Select Yes or No for ‘Have you/Has your child ever been physically, sexually, or emotionally abused’.
Select Yes or No for ‘Have you/Has your child ever been in foster care, group home(s), or been homeless’.
Select Yes or No for ‘Have you/Has your child ever been in jail or in a detention center.
Select a response from the None – More than 1-time scale for ‘Been out of your/their parent's or caregiver's control so that the police needed to get involved’.
Select a response from the None – More than 1-time scale for ‘Purposefully damaged or destroyed (other than fire) property that did not belong to you/them’.
Select a response from the None – More than 1-time scale for ‘Taken something from a store without paying for it’.
Select a response from the None – More than 1-time scale for ‘Hit someone or been in a physical fight’.

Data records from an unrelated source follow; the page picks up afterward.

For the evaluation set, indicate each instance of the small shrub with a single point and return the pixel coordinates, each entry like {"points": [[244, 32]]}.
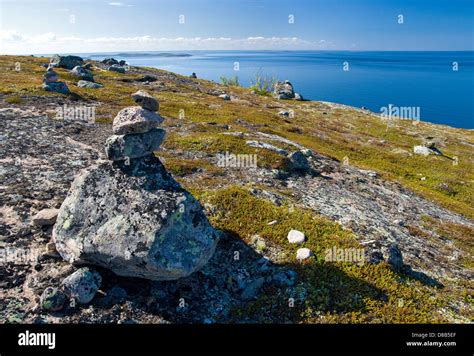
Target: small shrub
{"points": [[14, 100], [231, 81], [262, 84]]}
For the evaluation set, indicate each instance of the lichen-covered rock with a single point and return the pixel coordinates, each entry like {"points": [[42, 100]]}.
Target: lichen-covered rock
{"points": [[45, 217], [135, 119], [52, 299], [50, 77], [135, 220], [145, 100], [82, 73], [295, 237], [68, 62], [88, 84], [123, 147], [58, 87], [82, 285], [284, 90], [303, 253], [117, 68], [298, 162]]}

Select a response from the None – More than 1-time scale for ‘Gotten a ticket or citation for a traffic violation (driving too fast, driving through a red light, etc.)’.
Select Yes or No for ‘Do you/Does your child have a gun/firearm in the home’. If Yes, select Yes or No for ‘If yes, is it unloaded and locked up’.
Future Plans:
Click Future Plans in the Health & Well-Being section.

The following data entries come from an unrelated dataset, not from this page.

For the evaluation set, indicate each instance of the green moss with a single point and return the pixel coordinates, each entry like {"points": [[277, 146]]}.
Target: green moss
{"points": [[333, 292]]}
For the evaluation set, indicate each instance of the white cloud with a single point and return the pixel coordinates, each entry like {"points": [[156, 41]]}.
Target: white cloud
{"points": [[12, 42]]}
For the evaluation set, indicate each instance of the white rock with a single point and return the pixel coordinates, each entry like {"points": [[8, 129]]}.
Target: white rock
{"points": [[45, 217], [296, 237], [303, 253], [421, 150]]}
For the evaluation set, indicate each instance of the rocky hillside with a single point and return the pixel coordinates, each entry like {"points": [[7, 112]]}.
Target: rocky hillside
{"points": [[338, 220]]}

Type in a response for ‘What are your/your child's future plans for additional schooling, having a family, and career goals?’
Allergies:
Click Allergies in the Clinical Summary section.
Select Yes or No for Medication allergies. If Yes, type in a response for ‘what are they?’
Select Yes or No for Food allergies.
a. If Yes, type in a response for ‘what are they?’
Select Yes or No for Environmental allergies (hay fever, dust, etc.).
a. If Yes, type in a response for ‘what are they?’
Type in a Pharmacy Name.
a. If a Pharmacy Name is provided, type in the Pharmacy Location.
b. If a Pharmacy Name is provided, type in the Pharmacy Phone Number.
Click the +Add button to enter the current medication information.
a. Type the name of the Medication.
b. Type the Dose.
c. Type in a response for ‘How often do you take them?’
d. Pick a date from the calendar-picker for medication Start Date.
e. Type in a response for ‘What are they for?’
f. To add another medication, repeat step #6.
g. To remove a medication, click the Remove button next to that entry.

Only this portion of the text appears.